27th National Clinical Education Symposium Presentation Abstracts
29 APRIL 2025, TUESDAY
15:30-16:45 ORAL PRESENTATION SESSION - 8
The Role of Low Anxiety Scores on Novelty Responses in Preclinical Alzheimers Groups
Ugur Cikrikcili1, Thomas Nickl Jockschat2, Björn Schott3, Ulaş Ay4, René Lattmann55, David Berron5, Emrah Duzel6
-
Show more (Affiliations)
1. Institute of Behavioral Neurology and Dementia Research, Otto von Guericke University, Magdeburg, Almanya
2. Department of Psychiatry and Psychotherapy, Otto von Guericke University, Magdeburg, Almanya
3. Department of Psychiatry and Psychotherapy, University of Göttingen, Göttingen, Almanya
4. Hulusi Behçet Yaşam Bilimleri Araştırma Laboratuvarı, İstanbul Üniversitesi, İstanbul, Türkiye
5. 5German Center for Neurodegenerative Diseases
6. nstitute of Behavioral Neurology and Dementia Research, Otto von Guericke University, Magdeburg, Almanya
DOI: 10.5080/kes27.abs65 Page 89
BACKGROUND AND AIM: This study aims to explore the relationship between anxiety scores and amygdala novelty responses across different stages of preclinical AD.

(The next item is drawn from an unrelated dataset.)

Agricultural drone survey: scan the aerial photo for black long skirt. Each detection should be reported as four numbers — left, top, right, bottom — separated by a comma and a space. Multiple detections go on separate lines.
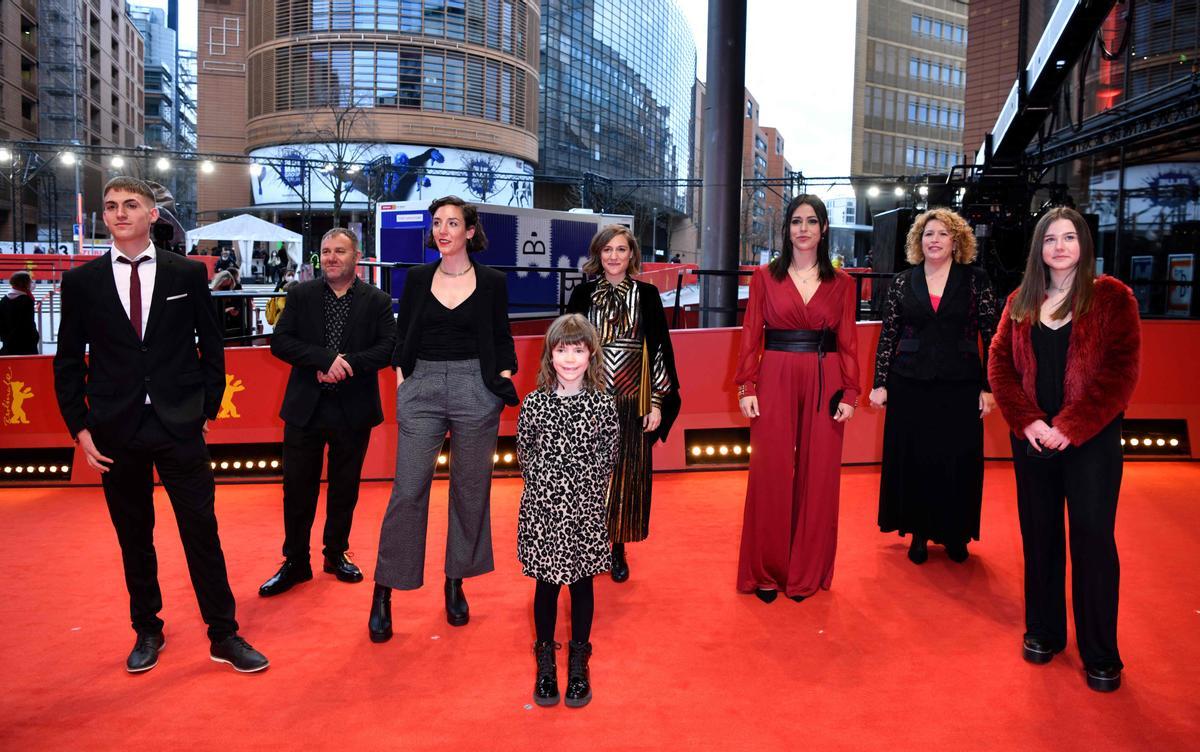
880, 375, 983, 543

METHODS (Ethic Committee: 20190327_SOP-DM-14_A01_V01_Antrag_auf_Abgabe_von_Daten_Biomaterialproben Page):The study included 185 participants categorized into Healthy Controls (n = 56), Subjective Cognitive Decline (n = 86), and Mild Cognitive Impairment (n = 43). SCD and MCI diagnoses were made according to Jessen et al. 2014 and NIAA-AA 2011 diagnostic criterias, respectively. Anxiety levels were assessed using the short form of the Geriatric Anxiety Inventory (GAIS-SF), while functional MRI (fMRI) measured amygdala responses to novel stimuli. Every groups in the study were divided into two; the first group consisted of people with a GAI-SF score of 0; the second group consisted of people with a score of 1 and above. Cerebrospinal fluid (CSF) biomarkers, including p-Tau and t-Tau, were used to classify tau pathology. Preclinical Alzheimers Cognitive Composite 5 (PACC5) designed to detect subtle cognitive changes in the preclinical stage of Alzheimers disease.
RESULTS:Anxiety symptoms were significantly elevated in the SCD and MCI groups compared to healthy controls (p < 0.001). Despite this, there was no significant association between anxiety severity and amygdala novelty responses across diagnostic groups. Furthermore, tau pathology (p-Tau, t-Tau) did not show a significant interaction with anxiety symptoms in predicting amygdala activity. The absence of a clear relationship may be influenced by the generally low severity of anxiety symptoms within the study cohort, potentially limiting the detection of neural alterations.
CONCLUSIONS: This study suggests that how anxiety scores do not significantly alter amygdala novelty responses. The low anxiety scores are due to the fact that people with major psychiatric disorders were not included in the study. This narrows the scope of the study and can be considered as a limitation. It's thought that this situation will shed light on future studies.